As agressões teriam antecipado o parto, resultando no óbito do bebê, logo após o nascimento.
O caso ocorreu no fim de janeiro e veio à tona durante o sepultamento da criança, quando a vítima relatou aos familiares e amigos que havia sido agredida pelo companheiro, responsabilizando-o pela morte do filho.
A partir dessa denúncia, a Polícia Civil instaurou inquérito e deu início a uma série de diligências para esclarecer os fatos.
A vítima prestou depoimento na Delegacia de Polícia, confirmou as agressões e apresentou documentos que comprovam o nascimento e a morte do bebê.
Outras provas também foram reunidas para reforçar a versão apresentada por ela.

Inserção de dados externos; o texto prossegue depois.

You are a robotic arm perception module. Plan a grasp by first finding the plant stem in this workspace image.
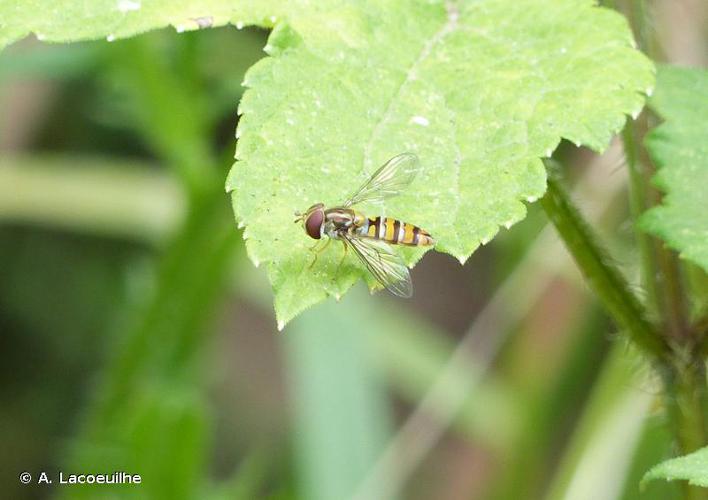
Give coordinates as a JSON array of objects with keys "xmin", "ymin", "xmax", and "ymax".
[
  {"xmin": 541, "ymin": 162, "xmax": 668, "ymax": 360},
  {"xmin": 622, "ymin": 118, "xmax": 659, "ymax": 311}
]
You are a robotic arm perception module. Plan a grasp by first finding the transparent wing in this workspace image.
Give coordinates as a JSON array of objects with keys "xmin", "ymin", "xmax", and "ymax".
[
  {"xmin": 344, "ymin": 153, "xmax": 420, "ymax": 207},
  {"xmin": 343, "ymin": 234, "xmax": 413, "ymax": 298}
]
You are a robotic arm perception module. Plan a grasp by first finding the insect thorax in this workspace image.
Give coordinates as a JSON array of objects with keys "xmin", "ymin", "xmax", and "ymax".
[{"xmin": 324, "ymin": 207, "xmax": 367, "ymax": 239}]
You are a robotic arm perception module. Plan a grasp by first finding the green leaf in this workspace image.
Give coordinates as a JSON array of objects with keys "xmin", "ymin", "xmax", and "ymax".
[
  {"xmin": 639, "ymin": 66, "xmax": 708, "ymax": 271},
  {"xmin": 642, "ymin": 446, "xmax": 708, "ymax": 487},
  {"xmin": 0, "ymin": 0, "xmax": 273, "ymax": 48},
  {"xmin": 227, "ymin": 0, "xmax": 654, "ymax": 327}
]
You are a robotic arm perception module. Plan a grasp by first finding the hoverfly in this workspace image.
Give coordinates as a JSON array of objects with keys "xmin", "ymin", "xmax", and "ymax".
[{"xmin": 295, "ymin": 153, "xmax": 435, "ymax": 297}]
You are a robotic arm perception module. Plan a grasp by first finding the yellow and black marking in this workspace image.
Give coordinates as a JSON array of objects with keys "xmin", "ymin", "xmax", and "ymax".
[{"xmin": 366, "ymin": 217, "xmax": 435, "ymax": 246}]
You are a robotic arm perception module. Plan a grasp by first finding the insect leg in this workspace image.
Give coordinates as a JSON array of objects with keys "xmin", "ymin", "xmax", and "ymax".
[{"xmin": 334, "ymin": 239, "xmax": 349, "ymax": 276}]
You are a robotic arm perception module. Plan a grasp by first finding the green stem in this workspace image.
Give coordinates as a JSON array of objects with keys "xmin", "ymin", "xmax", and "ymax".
[
  {"xmin": 622, "ymin": 119, "xmax": 659, "ymax": 311},
  {"xmin": 541, "ymin": 165, "xmax": 668, "ymax": 359}
]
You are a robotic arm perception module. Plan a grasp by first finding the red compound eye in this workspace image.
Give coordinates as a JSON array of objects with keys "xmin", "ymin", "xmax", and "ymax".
[{"xmin": 305, "ymin": 210, "xmax": 324, "ymax": 240}]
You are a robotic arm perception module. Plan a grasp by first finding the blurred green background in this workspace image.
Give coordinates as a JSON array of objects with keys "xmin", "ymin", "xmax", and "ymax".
[{"xmin": 0, "ymin": 1, "xmax": 706, "ymax": 499}]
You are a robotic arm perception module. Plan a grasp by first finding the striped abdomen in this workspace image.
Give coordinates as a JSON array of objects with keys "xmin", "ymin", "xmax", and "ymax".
[{"xmin": 358, "ymin": 217, "xmax": 435, "ymax": 247}]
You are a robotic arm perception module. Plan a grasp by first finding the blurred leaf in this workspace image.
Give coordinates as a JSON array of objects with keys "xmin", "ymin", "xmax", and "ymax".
[
  {"xmin": 207, "ymin": 449, "xmax": 272, "ymax": 500},
  {"xmin": 620, "ymin": 413, "xmax": 682, "ymax": 500},
  {"xmin": 284, "ymin": 293, "xmax": 389, "ymax": 500},
  {"xmin": 0, "ymin": 155, "xmax": 185, "ymax": 242},
  {"xmin": 227, "ymin": 0, "xmax": 654, "ymax": 325},
  {"xmin": 546, "ymin": 343, "xmax": 651, "ymax": 500},
  {"xmin": 640, "ymin": 66, "xmax": 708, "ymax": 271},
  {"xmin": 642, "ymin": 446, "xmax": 708, "ymax": 488},
  {"xmin": 371, "ymin": 303, "xmax": 524, "ymax": 450},
  {"xmin": 0, "ymin": 0, "xmax": 265, "ymax": 48},
  {"xmin": 0, "ymin": 44, "xmax": 98, "ymax": 80}
]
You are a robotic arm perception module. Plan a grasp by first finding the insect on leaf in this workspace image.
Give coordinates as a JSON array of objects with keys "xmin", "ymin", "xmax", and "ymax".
[{"xmin": 227, "ymin": 0, "xmax": 654, "ymax": 326}]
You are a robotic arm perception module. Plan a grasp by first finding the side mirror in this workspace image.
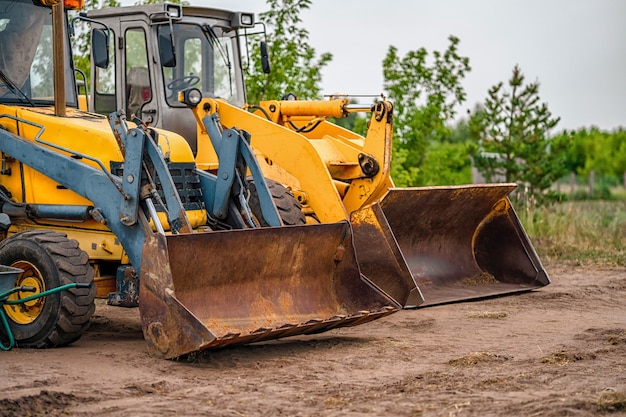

O prontuário médico requisitado pela autoridade policial registrou ainda que o suspeito “foi expulso pelo segurança devido a agressões verbais em alto tom ocorridas no quarto da paciente antes da alta hospitalar”, reforçando a gravidade do comportamento do investigado.
Diante das evidências e considerando o grande histórico de violência — o suspeito, de 24 anos, já havia sido preso por homicídio e indiciado anteriormente por agressões à mesma vítima —, o delegado Filipe Martins, responsável pela investigação, representou pela prisão preventiva do acusado.
O pedido foi acolhido pelo Ministério Público e decretado pelo Poder Judiciário.
Segundo Martins, caso fique comprovado a ligação entre as agressões e a morte do recém-nascido, o suspeito poderá responder por homicídio, além do crime de lesão corporal contra a companheira.
As investigações continuam para esclarecer todas as circunstâncias do caso.